The Government Digital Service (GDS) has introduced a new measurement approach intended to enhance the experience of users of the Gov.uk platform.
Launched on 16 June, Real User Monitoring (RUM) will deliver detailed information to Gov.uk on how a government website is performing to its 335 million annual users based on information about the device and browser they are using as well as their internet connection.
According to GDS, RUM only collects anonymous data if users consent to use of that data via cookies for analytics purposes. According to GDS, the cookie information has been updated to ensure it’s clear that users can opt in if they want the information about their visit collected.
The approach allows Gov.uk, which gets more than 53 million visits a month to over half a million pages of information, to find out the type of mobile or desktop device citizens are using when accessing the government services online. It also provides information on the browser and the screen size used, as well as the users’ bandwidth and connection speed.
“While users’ personal data is not collected, RUM means we are able to find out more about where and how visitors view Gov.uk. This helps us to work out which parts of the website aren’t performing well,” said Jen Allum, head of Gov.uk.
The monitoring data is expected to provide Gov.uk with data on “how the complexity and structure of Gov.uk impacts the speed that a page loads up and, in turn, how these factors affect things like memory and battery use”, GDS said.
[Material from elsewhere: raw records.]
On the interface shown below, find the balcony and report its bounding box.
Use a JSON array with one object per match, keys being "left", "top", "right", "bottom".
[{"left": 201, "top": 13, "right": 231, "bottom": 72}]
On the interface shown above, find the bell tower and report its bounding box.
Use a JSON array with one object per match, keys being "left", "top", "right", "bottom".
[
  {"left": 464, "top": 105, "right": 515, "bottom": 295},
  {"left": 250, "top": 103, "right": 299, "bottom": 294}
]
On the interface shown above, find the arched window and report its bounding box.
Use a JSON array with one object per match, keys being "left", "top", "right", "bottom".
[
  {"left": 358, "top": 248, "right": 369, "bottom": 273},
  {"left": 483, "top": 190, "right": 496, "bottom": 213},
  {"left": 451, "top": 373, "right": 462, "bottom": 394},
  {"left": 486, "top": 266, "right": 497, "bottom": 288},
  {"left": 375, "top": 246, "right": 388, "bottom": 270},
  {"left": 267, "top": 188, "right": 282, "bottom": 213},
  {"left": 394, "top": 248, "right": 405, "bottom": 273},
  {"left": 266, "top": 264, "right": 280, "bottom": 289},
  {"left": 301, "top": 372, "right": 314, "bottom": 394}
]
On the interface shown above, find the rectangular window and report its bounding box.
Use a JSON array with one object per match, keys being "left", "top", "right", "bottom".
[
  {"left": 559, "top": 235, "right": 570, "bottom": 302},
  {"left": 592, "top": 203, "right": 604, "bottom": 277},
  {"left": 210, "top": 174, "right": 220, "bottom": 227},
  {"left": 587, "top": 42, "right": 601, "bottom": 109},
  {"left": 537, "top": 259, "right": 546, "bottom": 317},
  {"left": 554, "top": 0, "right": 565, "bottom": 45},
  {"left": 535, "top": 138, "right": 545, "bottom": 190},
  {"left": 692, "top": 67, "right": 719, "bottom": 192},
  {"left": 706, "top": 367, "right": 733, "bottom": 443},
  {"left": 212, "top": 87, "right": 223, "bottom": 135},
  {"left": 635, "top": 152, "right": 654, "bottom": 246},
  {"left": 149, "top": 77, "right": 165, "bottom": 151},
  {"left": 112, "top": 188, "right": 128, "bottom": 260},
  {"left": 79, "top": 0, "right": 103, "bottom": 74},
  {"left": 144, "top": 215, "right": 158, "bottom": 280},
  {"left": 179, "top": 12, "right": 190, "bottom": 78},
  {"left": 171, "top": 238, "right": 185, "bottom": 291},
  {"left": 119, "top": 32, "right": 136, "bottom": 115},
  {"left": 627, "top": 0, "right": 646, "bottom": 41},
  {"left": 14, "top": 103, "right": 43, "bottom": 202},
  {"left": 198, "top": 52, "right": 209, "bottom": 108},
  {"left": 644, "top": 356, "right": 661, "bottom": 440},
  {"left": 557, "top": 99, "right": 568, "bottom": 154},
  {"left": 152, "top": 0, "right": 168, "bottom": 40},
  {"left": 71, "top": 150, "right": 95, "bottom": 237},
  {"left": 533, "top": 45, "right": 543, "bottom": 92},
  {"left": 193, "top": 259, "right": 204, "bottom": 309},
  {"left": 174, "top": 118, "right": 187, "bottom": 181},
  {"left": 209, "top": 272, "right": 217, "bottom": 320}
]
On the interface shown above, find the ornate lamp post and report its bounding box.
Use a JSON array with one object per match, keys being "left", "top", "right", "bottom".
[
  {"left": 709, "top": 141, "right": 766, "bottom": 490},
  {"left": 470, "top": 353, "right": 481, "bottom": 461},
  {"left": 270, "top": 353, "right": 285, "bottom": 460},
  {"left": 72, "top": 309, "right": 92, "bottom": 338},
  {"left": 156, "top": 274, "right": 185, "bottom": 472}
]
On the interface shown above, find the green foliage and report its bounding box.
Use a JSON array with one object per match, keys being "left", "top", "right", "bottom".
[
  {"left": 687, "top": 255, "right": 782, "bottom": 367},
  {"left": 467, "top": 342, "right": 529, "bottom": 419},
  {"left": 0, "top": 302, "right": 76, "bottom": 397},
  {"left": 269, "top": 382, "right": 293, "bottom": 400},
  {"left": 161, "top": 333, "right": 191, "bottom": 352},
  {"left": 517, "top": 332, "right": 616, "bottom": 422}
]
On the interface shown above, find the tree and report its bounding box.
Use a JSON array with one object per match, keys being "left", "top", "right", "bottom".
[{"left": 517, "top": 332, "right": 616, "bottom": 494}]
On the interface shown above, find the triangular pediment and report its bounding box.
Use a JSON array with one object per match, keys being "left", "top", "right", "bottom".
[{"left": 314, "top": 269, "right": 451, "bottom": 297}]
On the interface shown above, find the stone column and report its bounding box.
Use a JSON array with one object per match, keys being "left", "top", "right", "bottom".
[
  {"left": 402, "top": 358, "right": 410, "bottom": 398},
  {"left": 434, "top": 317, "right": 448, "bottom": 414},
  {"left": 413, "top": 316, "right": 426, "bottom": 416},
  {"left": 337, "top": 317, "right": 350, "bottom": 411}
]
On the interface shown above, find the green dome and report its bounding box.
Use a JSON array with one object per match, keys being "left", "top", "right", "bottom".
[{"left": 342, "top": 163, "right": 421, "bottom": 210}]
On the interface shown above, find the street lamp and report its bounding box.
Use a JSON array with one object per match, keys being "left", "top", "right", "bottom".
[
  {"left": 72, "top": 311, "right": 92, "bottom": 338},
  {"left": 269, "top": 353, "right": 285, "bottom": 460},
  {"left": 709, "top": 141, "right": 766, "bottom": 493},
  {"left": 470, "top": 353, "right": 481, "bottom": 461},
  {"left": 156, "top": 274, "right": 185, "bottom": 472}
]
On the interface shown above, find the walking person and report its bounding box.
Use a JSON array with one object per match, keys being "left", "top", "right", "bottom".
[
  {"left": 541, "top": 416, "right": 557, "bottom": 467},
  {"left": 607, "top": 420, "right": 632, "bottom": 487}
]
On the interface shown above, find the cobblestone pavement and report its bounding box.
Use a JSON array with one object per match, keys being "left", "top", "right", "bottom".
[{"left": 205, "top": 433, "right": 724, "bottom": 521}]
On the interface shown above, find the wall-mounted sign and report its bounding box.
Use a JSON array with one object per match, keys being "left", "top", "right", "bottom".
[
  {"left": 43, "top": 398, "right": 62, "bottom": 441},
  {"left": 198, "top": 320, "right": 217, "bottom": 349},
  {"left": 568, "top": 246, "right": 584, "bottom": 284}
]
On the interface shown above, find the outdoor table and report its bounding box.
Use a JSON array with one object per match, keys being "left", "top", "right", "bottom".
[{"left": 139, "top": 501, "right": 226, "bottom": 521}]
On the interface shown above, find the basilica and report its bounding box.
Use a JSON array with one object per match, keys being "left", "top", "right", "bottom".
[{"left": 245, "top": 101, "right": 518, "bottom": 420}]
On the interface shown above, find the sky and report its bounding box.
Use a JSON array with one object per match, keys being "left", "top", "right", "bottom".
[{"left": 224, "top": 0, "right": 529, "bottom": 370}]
Knowing more about the type of connection will help in terms of getting insight on how this might limit viewing and interaction with Gov.uk pages, the digital service added, noting that these insights are expected to help Gov.uk to see patterns and trends that can identify problematic pages, understand why pages are not working and fix them.
According to the GDS, RUM will be followed by other improvements to Gov.uk in 2021, which will include improvements to navigation and personalisation of services. GDS wants to gather data centrally on the performance of Gov.uk to offer more joined-up services by better understanding what information users want.